Bullets fill hole in middle by dealing for Duckworth Forward Grant sent to Blazers in trade

June 25, 1993|By Alan Goldstein | Alan Goldstein,Staff Writer

Veteran forward Harvey Grant had his wish granted to be traded to an NBA contender, and the Washington Bullets obtained a bona fide center in Kevin Duckworth to relieve the defensive pressure on Pervis Ellison in a pre-draft swap with the Portland Trail Blazers yesterday.

The Bullets received Duckworth, 7 feet, 280 pounds, along with future considerations from the Blazers, who, after two straight losing trips to the NBA Finals, were prepared to move several starters after being eliminated in the opening round this year by the San Antonio Spurs.

Grant's future with the Bullets had become tenuous after the team was forced to match a six-year, $17.1 million offer sheet by the New York Knicks last summer. One contract clause gave Grant, who will earn $2.4 million this coming season, the option of becoming a free agent after 1993-94.

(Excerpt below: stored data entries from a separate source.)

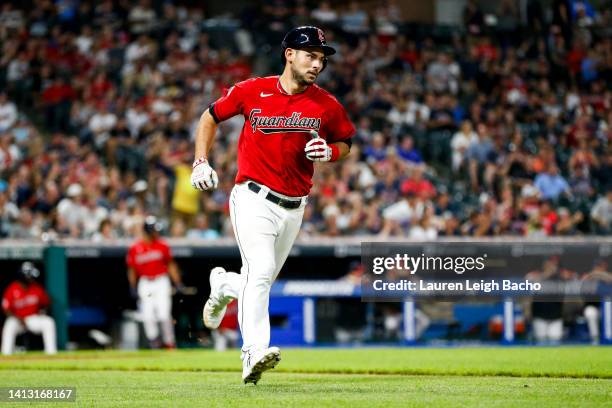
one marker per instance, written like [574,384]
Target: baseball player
[150,268]
[23,302]
[290,123]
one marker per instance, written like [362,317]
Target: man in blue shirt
[551,184]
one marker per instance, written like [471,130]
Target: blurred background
[475,119]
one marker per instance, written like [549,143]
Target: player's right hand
[203,177]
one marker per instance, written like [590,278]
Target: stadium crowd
[500,126]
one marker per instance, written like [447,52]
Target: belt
[280,201]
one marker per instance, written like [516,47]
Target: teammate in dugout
[150,268]
[289,123]
[23,302]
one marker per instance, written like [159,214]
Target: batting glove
[318,150]
[203,177]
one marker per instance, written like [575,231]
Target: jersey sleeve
[6,299]
[167,253]
[231,103]
[44,300]
[339,128]
[129,258]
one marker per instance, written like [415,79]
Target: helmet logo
[321,36]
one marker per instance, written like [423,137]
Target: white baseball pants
[156,306]
[38,324]
[265,233]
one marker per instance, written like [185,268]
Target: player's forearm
[175,276]
[205,134]
[132,277]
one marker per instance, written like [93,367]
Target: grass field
[368,377]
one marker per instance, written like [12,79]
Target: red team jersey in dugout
[23,301]
[149,259]
[271,145]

"That's not why we made the trade," said Bullets general manager John Nash. "Frankly, I don't think Harvey was going anywhere, not the way his contract was structured."

Nash referred to the likelihood that Grant, 27, was not about to forfeit the peak years of the contract, which guarantees him $13 million over the final four seasons.

In the latter part of the past season, Grant had begun requesting a trade to a contender.

"For us, getting Duckworth gives Coach [Wes] Unseld a lot more options up front," said Nash. "Duckworth's big body will enable him to defend guys like Shaquille O'Neal, Patrick Ewing and Robert Parish, and allow Pervis to move to power forward, his natural position."

Unseld liked the move.

"He gives us a quality we haven't had in quite some time -- size," Unseld said. "His abilities as an offensive player are evident and he knows what it takes to win."

But the Blazers obviously felt Duckworth, a seven-year veteran from Eastern Illinois, was expendable.

Often moody, Duckworth, 29, criticized the coaches for not showing confidence in him. A starter the four previous seasons, he averaged 23.8 minutes last year and ultimately lost his starting job to Mark Bryant.

"I thought he could have given us a lot more and he could have been a lot more positive part of what we were trying to get done," Blazers coach Rick Adelman said.

Clearly unhappy with his diminished role, Duckworth, like Grant, had been anticipating a change of scenery.

The Bullets and Blazers have been talking about the deal for about a year, Portland vice president for player personnel Brad Greenberg said. But the trade couldn't be made until Washington got under the salary cap, he said. The Bullets did so yesterday when they renounced the rights to Ledell Eackles.

Given substantial minutes, Duckworth has produced solid statistics. He was an All-Star in 1989 and 1991 and enjoyed his best season in 1988-89, averaging 18.1 points and 8.0 rebounds. This past season, he averaged 9.9 points and 5.2 rebounds.

"The two things that impress me most about him are his size and the fact that he seldom misses any games," said Nash. "But he is also a real offensive threat. He can shoot outside and also possesses effective post-up moves."

Size, or rather too much of it, has been a problem for Duckworth, who several times has topped 300 pounds.

"Kevin's weight will always be a concern," said Nash, "but we definitely think he brings more pluses than minuses."

By moving Grant, the Bullets also relieve a logjam at small forward, although there is no clear replacement for the team's leading scorer (18.6) last season.

Reliable reserve Larry Stewart of Coppin State could move up, and Unseld also might choose to experiment with forward Tom Gugliotta, last year's No. 1 draft choice, at the position.

Another possible solution would be for the Bullets to select All-America forward Calbert Cheaney of Indiana with the sixth pick in the draft Wednesday night. Cheaney impressed Nash and the Bullets' coaches at his audition last week.

The Minnesota Timberwolves, choosing fifth, are expected to take UNLV swing man J. R. Rider, who had been coveted by Washington for his scoring. That would leave the Bullets to choose between Cheaney and Wake Forest forward Rodney Rogers, who will audition today. But the Bullets apparently are split on Rogers, regarded as neither a pure power nor small forward.

"Cheaney could be a perfect fit," Nash said.

The Trail Blazers were saying the same things about the addition of Grant, who could replace small forward Jerome Kersey as a starter. Kersey reportedly is also on the trade block.

"Grant is a proven front-line scorer coming into the prime of his career," said Blazers senior vice president Geoff Petrie. "He can play either forward position. We're very excited about his acquisition."

"It hit me like a tornado," said Grant, speaking from his in-laws' home in Wichita, Kan. "Going from a team that won 22 games to one that's won 50 or more the last three or four years kind of makes you nervous."